Il mensile S in edicola ricostruisce la stagione dei contrasti così come è stata raccontata dal nuovo pentito Antonio Zarcone, boss di Bagheria incaricato di gestire i rapporti con i mafiosi di Palermo. “… si dovevano chiarire ma non si sono chiariti…”, ha messo a verbale l’aspirante collaboratore di giustizia. La difficile e fallimentare mediazione sarebbe stata tentata da un pezzo da novanta della mafia palermitana. E cioè Giulio Caporrimo, reggente del mandamento di San Lorenzo.

L’incontro a cui i picciotti si presentarono armati è del 2011. Le indagini della direzione distrettuale antimafia si proiettano, però, fino al 2013, anno dell’omicidio di Francesco Nangano, uomo di Brancaccio ma anche molto vicino al clan di Porta Nuova. Ed è a Brancaccio, in via Messina Marine, che Nangano fu crivellato di colpi appena uscito da una macelleria. Zarcone ha riferito che quel giorno nella zona del summit fu avvertito anche Nangano. E qualcuno, a Brancaccio, si era convinto che fosse intervenuto in appoggio degli uomini di Porta Nuova.

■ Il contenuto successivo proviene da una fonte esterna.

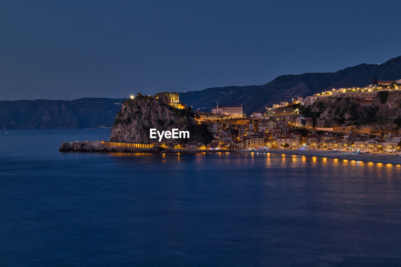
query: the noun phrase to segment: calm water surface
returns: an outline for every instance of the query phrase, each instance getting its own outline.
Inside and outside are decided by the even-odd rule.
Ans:
[[[103,135],[6,131],[0,265],[401,265],[399,165],[62,153],[62,142]]]

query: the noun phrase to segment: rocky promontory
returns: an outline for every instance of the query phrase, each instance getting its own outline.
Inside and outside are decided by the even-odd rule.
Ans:
[[[195,115],[190,109],[180,109],[165,104],[152,97],[141,96],[124,101],[111,128],[110,141],[164,144],[172,147],[190,140],[202,141],[200,125],[191,122]],[[173,129],[189,132],[189,138],[163,137],[159,141],[150,138],[150,129],[172,131]]]

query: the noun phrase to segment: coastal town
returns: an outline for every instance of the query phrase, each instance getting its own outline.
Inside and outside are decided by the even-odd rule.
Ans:
[[[395,152],[400,150],[401,135],[358,132],[350,127],[346,131],[316,127],[312,118],[301,113],[297,107],[308,106],[330,97],[348,98],[361,105],[371,105],[381,91],[400,90],[401,80],[378,81],[364,88],[333,89],[305,97],[293,98],[253,112],[249,116],[242,106],[221,106],[218,102],[211,113],[198,112],[197,123],[205,123],[213,140],[206,146],[189,142],[190,149],[269,150],[296,149],[303,150],[327,150],[356,153]],[[177,95],[177,99],[178,97]]]

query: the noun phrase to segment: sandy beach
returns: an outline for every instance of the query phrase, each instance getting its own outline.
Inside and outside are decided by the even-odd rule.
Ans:
[[[348,160],[363,161],[390,164],[401,164],[401,154],[383,152],[371,152],[363,154],[352,154],[348,151],[312,150],[300,150],[295,149],[272,149],[270,150],[248,150],[247,152],[288,154],[299,156],[336,158]]]

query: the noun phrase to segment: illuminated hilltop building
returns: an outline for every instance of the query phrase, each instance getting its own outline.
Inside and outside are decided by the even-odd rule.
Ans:
[[[219,106],[219,102],[217,102],[216,107],[213,109],[213,113],[223,115],[229,115],[233,116],[245,117],[243,114],[242,106]]]
[[[136,95],[136,97],[141,96],[142,96],[142,93],[138,93]],[[152,96],[152,97],[154,99],[160,100],[162,103],[169,106],[172,106],[179,109],[186,108],[186,105],[185,104],[180,103],[178,93],[162,92],[157,93],[154,95]]]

C’è un legame fra questo episodio e la sua morte? È presto per dirlo. Per il momento magistrati e carabinieri si concentrano sulle dichiarazioni di Zarcone. Dalle quali emergono, in particolare, due figure. Daniele Lauria a Porta Nuova e Nino Sacco a Brancaccio. “… quando è uscito Nino Sacco, ci sono stati grossi problemi su Palermo”, ha detto il neo pentito. Sono dichiarazioni che impongono nuove riflessioni sui delitti commessi a Palermo negli ultimi anni.

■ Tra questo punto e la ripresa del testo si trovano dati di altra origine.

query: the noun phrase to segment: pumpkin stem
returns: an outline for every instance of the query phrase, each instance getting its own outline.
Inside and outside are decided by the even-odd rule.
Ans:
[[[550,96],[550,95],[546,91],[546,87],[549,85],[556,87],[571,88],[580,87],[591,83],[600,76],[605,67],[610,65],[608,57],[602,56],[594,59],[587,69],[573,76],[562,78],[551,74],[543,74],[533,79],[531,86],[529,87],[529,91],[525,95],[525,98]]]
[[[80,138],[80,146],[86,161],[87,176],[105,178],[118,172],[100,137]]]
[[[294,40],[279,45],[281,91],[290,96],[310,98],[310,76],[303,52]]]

Nel 2011 in via Bagnera, a Belmonte Chiavelli, i killer scaricarono addosso a Giuseppe Calascibetta un caricatore di pistola calibro 7,65. Due colpi lo raggiunsero all’orecchio. Uno al cranio. Scarcerato nel 2007 si era ripreso il posto di capo del mandamento di Santa Maria del Gesù. Ed era tornato ad imporre il pagamento del pizzo. Pochi giorni dopo la sua morte un costruttore diceva “… lui è stato quello che si è fottuto duecento ventimila euro per viale Regione… lo vedi come se li sta godendo… nella cassa”. Calascibetta aveva preteso soldi in contanti e un appartamento in un palazzo di nuova costruzione.

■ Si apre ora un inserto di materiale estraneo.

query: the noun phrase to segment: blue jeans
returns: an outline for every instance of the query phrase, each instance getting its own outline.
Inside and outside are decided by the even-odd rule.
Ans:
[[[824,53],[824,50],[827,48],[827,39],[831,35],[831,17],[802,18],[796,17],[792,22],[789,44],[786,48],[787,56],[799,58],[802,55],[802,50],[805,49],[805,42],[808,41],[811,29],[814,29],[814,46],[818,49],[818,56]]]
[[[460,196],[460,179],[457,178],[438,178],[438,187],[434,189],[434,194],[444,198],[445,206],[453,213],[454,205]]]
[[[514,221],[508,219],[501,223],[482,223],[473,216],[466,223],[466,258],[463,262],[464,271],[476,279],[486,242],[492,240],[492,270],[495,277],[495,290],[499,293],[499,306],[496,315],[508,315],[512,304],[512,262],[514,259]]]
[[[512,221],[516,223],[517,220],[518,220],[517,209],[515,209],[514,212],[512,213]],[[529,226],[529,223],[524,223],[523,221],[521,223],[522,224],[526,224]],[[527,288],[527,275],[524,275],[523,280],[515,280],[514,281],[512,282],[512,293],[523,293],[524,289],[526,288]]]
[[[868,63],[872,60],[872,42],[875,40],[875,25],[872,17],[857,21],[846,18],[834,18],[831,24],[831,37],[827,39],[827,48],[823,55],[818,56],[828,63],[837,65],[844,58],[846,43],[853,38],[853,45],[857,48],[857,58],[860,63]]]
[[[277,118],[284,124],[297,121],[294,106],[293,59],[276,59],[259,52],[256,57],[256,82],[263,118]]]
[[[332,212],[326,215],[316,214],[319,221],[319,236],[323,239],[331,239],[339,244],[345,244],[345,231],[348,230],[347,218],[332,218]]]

Un delitto, quello di Peppuccio Calascibetta, avvenuto nel quartiere della vittima. Un segnale forte, proprio come nel caso di Nangano, ucciso in via Messina Marine a pochi passi dalla concessionaria di macchine che gestiva. A marzo 2014 il terzo delitto. Giuseppe Di Giacomo venne assassinato alla Zisa, mandamento di Porta Nuova. Un anno prima, il 5 aprile 2013, era stato intercettato mentre parlava a colloquio con il fratello ergastolano Giovanni. Una frase tirava in ballo l’omicidio di via Messina Marine: “Ma Nangano… Nangano, ma Nangano… Nangano”, insisteva l’ergastolano ripetendo il nome del mafioso crivellato di colpi. E Giuseppe, anche lui sarebbe morto ammazzato un anno dopo, rispondeva con un categorico “… che?… a posto … a posto Giovà”. Cosa significava “a posto”? Zarcone potrebbe avere la risposta a questa come ad altre domande. Il verbale che S pubblica in esclusiva ne è la conferma.